Crime Library: Criminal Minds and Methods

Perry March

"He's My Son!"

Perry March
Perry March

In his videotaped testimony Arthur March explained that he had helped his son move Janet's body from the construction site where Perry had initially buried her. One of Perry's clients, a real-estate developer, had told him that a road was going to be built 10 yards from Janet's makeshift grave, and he feared that it would be discovered. The father and son put Janet's bones and clothes in a plastic "leaf bag" and drove from Tennessee to Kentucky in Janet's Volvo. They checked into a motel, and Perry stayed in the room while his father looked for a suitable place to dump of the body.

Arthur drove along I-65 to the Bowling Green area until he found a site he liked. He stopped and hid the remains in a brush pile. Nine years later when he tried to locate the spot with the police, he couldn't find it because, he said, the road had been widened and the landscape had changed. To this day, Janet March's body has never been found.

When asked why he helped Perry hide the body, Arthur replied as if the answer were obvious: "He's my son!"

Dr. William Bass
Dr. William Bass

Dr. William Bass, founder of the Body Farm at the University of Tennessee where researchers study the rates of decomposition in human corpses, corroborated Arthur March's testimony regarding the condition of the body he moved. A human body in Tennessee in August heat would skeletonize in three weeks, Dr. Bass testified, which supported Arthur March's testimony that Janet March's remains were mostly bones when he and his son unburied them.

Jurors also learned that Perry March had written a novel called @Murder.com in which an attractive brunette is killed. In the book, March describes the victim "lying on the smooth pile carpet, crumpled and soft-looking. She lay on her back, her left leg tucked beneath her, her head facing the ceiling, hands to her throat, eyes open and bulging. Classic strangulation expression."

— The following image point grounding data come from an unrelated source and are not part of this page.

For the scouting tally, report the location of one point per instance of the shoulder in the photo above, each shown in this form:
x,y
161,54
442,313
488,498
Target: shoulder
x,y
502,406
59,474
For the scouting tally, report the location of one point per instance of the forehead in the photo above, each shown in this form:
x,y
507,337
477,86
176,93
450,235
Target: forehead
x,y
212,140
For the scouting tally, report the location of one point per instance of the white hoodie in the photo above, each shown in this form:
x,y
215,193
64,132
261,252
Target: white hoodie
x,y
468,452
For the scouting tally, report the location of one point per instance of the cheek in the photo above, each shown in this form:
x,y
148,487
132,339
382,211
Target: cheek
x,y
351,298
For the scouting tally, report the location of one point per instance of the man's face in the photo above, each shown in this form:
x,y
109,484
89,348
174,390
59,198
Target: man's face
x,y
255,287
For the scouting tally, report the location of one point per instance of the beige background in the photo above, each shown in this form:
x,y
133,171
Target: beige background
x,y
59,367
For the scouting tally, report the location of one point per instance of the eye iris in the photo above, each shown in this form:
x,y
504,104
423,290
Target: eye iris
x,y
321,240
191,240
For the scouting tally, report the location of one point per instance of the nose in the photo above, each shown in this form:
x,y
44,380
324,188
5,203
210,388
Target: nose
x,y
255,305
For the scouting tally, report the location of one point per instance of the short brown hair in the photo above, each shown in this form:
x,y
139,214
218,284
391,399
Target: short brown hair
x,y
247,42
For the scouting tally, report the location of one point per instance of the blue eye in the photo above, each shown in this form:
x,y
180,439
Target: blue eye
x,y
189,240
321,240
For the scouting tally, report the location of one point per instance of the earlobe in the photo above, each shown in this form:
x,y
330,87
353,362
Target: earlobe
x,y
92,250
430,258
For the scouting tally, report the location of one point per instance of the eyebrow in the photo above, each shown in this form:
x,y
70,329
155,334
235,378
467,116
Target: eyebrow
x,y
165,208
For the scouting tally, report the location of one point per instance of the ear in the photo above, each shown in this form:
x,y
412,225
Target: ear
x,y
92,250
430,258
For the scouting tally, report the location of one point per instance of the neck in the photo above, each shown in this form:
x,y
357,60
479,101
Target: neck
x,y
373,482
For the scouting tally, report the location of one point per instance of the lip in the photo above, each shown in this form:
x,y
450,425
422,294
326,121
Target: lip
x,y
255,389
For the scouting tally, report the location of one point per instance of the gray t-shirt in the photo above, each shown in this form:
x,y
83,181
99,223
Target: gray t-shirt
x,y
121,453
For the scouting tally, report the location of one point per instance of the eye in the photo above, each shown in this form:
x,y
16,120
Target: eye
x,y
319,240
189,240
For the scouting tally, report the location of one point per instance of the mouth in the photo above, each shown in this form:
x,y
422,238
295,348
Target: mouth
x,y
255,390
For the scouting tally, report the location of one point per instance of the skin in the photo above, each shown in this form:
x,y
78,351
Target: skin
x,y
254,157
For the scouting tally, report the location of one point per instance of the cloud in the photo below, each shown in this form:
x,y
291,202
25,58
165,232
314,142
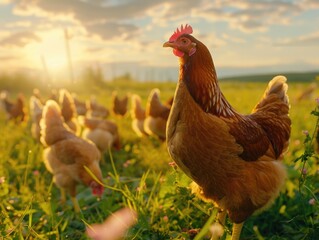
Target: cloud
x,y
20,39
108,21
250,16
305,41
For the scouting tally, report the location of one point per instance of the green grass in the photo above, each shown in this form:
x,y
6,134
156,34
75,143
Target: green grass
x,y
139,176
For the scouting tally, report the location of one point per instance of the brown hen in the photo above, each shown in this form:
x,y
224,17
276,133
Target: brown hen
x,y
156,115
138,116
232,158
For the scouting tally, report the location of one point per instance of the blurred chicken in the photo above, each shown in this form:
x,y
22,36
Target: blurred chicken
x,y
232,158
308,92
119,105
156,115
104,133
15,111
96,110
36,114
138,116
69,158
37,94
79,105
54,95
68,111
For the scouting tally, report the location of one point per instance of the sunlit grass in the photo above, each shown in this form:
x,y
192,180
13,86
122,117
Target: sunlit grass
x,y
139,176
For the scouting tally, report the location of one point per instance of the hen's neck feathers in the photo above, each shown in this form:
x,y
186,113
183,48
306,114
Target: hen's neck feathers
x,y
199,74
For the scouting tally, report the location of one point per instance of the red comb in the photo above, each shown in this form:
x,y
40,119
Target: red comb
x,y
184,30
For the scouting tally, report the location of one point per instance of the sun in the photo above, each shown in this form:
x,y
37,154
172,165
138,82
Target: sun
x,y
50,52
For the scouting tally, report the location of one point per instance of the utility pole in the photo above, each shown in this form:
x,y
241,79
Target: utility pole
x,y
45,69
68,52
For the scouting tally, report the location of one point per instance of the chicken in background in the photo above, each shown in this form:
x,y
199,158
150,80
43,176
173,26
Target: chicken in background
x,y
156,115
80,106
307,93
36,108
68,111
104,133
54,95
119,104
233,159
96,110
37,94
14,110
68,157
138,116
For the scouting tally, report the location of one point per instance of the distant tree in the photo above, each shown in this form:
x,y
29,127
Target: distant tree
x,y
93,76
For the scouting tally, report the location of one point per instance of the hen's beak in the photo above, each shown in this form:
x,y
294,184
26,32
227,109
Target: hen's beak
x,y
169,44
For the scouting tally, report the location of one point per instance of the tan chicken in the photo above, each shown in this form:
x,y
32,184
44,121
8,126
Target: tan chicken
x,y
138,116
96,110
104,133
232,158
67,156
119,104
156,115
14,110
36,108
68,111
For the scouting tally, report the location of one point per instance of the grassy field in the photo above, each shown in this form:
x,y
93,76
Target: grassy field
x,y
139,176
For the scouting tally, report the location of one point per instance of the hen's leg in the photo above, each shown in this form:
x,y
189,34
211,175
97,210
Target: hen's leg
x,y
219,225
76,204
221,217
63,197
237,230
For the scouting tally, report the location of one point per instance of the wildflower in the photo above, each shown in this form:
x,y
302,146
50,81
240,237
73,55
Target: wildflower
x,y
2,180
304,171
305,132
312,201
217,230
172,164
115,226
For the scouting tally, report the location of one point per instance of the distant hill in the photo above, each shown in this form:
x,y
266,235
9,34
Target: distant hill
x,y
292,77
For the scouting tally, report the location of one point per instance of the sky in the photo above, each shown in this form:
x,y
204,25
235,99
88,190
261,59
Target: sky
x,y
126,36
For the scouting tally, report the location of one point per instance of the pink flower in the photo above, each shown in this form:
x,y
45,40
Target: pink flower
x,y
305,132
172,164
2,180
312,201
114,227
304,171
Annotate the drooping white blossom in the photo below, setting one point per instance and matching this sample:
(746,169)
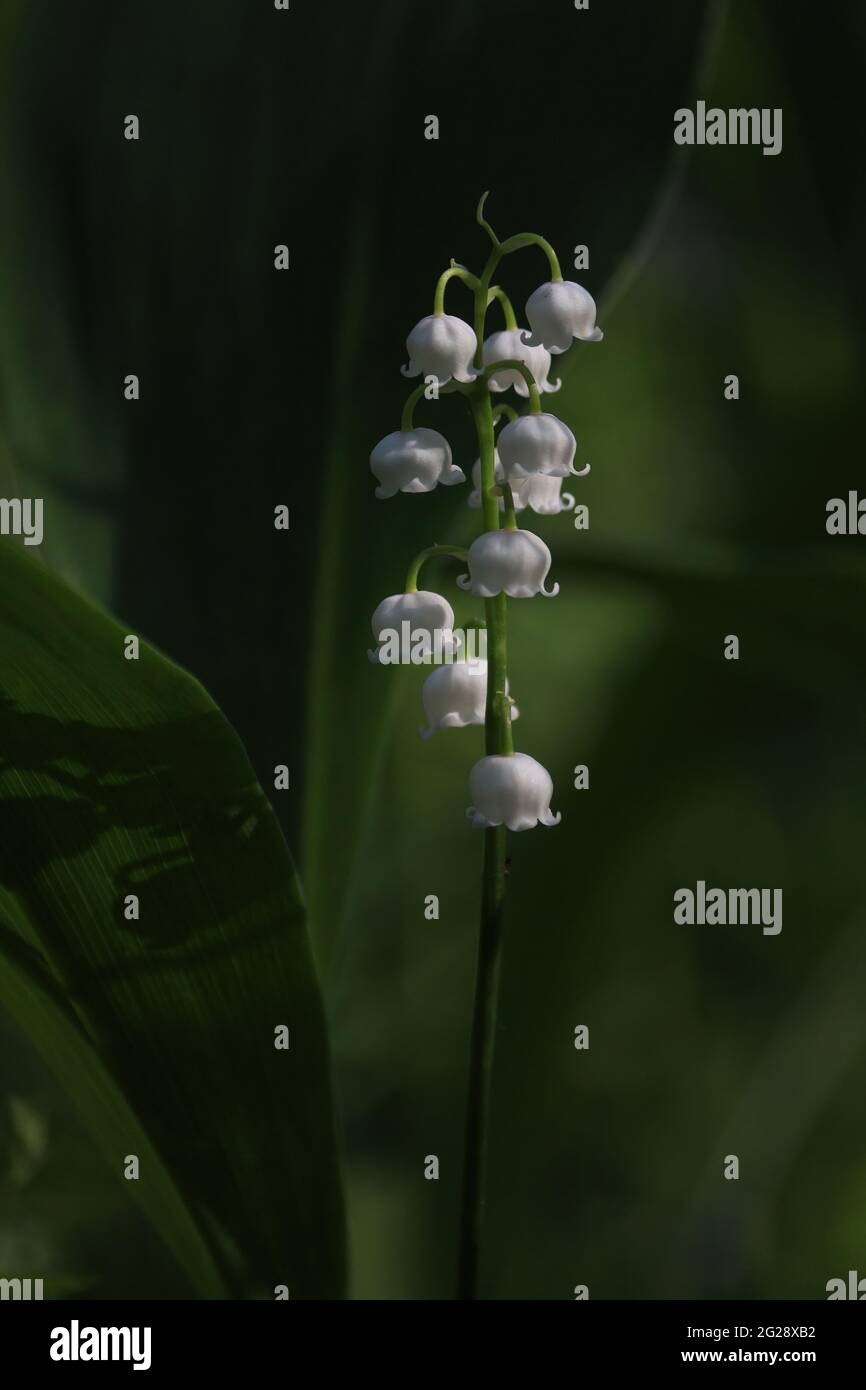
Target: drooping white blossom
(559,312)
(510,345)
(537,444)
(540,491)
(430,622)
(413,460)
(510,790)
(441,346)
(455,695)
(508,562)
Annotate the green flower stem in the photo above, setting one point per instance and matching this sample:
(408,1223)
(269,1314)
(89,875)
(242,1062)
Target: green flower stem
(512,364)
(508,309)
(409,409)
(498,740)
(510,516)
(414,569)
(512,243)
(483,221)
(452,273)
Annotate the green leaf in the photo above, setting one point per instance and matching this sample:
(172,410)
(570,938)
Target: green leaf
(120,777)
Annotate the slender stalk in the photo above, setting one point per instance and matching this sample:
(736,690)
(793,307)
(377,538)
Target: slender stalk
(498,740)
(414,569)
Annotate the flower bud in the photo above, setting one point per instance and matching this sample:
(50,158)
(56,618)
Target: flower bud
(560,312)
(537,444)
(455,695)
(430,617)
(441,346)
(413,460)
(510,790)
(510,345)
(540,492)
(508,562)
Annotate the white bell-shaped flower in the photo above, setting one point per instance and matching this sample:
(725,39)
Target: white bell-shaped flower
(509,345)
(413,460)
(508,562)
(540,492)
(537,444)
(413,627)
(441,346)
(510,790)
(560,312)
(455,695)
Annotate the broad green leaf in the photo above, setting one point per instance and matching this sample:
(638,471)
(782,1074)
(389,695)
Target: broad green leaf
(121,779)
(298,373)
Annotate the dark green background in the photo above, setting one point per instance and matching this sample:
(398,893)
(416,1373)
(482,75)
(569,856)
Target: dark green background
(706,519)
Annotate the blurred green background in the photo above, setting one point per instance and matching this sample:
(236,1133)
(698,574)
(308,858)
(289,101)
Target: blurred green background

The evidence presented was enough to convince the jury that Perry March was not the innocent man he claimed to be, and on August 17, 2006, they found him guilty on all counts. At sentencing, Judge Steve Dozier tallied up March's convictions in his three trials and gave him 56 years of hard time, which he is currently serving.

Judge Dozier also rejected the plea deal that Arthur March had made with the state and sentenced him to five years for his participation in the crimes. Three months later Arthur March died at the Federal Medical Center in Fort Worth, Texas.

Janet March
Janet March

Perry and Janet March's children, Sammy and Tzipora, are now living with their grandparents, Lawrence and Carolyn Levine.